いつのまにかいた真実の神アルドが手を額にあて、ヤレヤレといった感じでいた。
「本当に貴方は強気の女性と知り合うことになりますよね・・・」
「うっせ!うっせ!」
こうして刺客はできた。
で、現在。
エリサと稟が対峙し、稟はキーホルダーをとりだし
「ON!」と叫ぶ。そうすると氷雨がでてきて、稟はどうせならと時代劇をみて考えた剣の型を真似する。
理解すれば可能、その能力をフルに使って戦う。
「いくぞっ!」
稟は即座に低めの体制で走り、下から刀で切る。切り上げる。狙いは右肩。両手でもった刀に力をこめで撃つ。
エリサはいつのまにかもっていた大剣、ゆうに三メートルはあろうか・・・の剣を軽々と持ち上げ防御する。
稟は、自分の結構な速さに驚き、神はまったくなんでもありだなぁと笑う。
稟は防御した反動を使い、回転しながら飛び、左へと回り込みさらに撃つ。
「結構いい戦いになりそうですねぇ?私が剣をふらなければ。」
・・・その言葉に、稟は驚き。
そして向かってきた剣に気づく。
即時対応にして、避ける方法を考えればひざを曲げればギリギリでは避けられたであろう。
その技法は少なくとも理解はすればである。
だが、稟にその時間はなく、理解する前に吹き飛ばされる。
なんていうバカ力だと稟は思いながらも、何メートルも飛ばされ、地面へと叩きつけられる。
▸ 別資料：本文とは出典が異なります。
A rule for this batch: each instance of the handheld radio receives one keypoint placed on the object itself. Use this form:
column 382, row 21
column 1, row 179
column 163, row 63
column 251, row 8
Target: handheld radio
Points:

そして即座に意識を飛ばし、稟はそこから全く動かなくなる。
「反射的速攻の対応。なにかがきたとき、どうよけるかという対応を反射的に最善をとるほどの経験をつまなければ神は最強になりえませんよ。反射的速攻対応、それは攻撃にも防御にも必要不可欠です。」
エリザは言う。神の力は万能にあらず、経験という要がなければ、能力は生まれない。
理解し、どう扱い、どう操作するか、魔法でいうなれば、理解すれば大体はできる。
だが、それは戦闘のとき以外。
戦闘時にどんなに魔法がつかえようとも、近づかれ、そしてそれに反応しても、その攻撃の理解をして、避ける方法を理解しなければ避けられない。神だろうとなんだろうと死ぬ。
「終わったのか?なんだ、あっけないねぇ。」
物陰から戦女神、ルベリアが出てきた、ふぅとため息をつき言う。
「まぁ、喧嘩はあるでしょうが、このレベルはやれるかはわかりませんからねぇ・・・・。経験により神は強くなりますから。」
はっきりいってしまえば、ドラゴンボールのサイヤ人と考えればいい。修行すればするほど強くなる。
それに全能の能力を付与したものが神・・・なんというチート。
「さっさと強くなってもらいましょうか。」
「そうだね。」
エリザとルベリアは互いに笑いあう。
その笑いは他人から見てゾッとするものであったという。
・・・ふぅ。
戦闘が少ない。
まぁ力の差をみればこの程度で十分ですが。
遊ぶわけにもいかないし、正直遊んでいるとどんどん行をつかうので。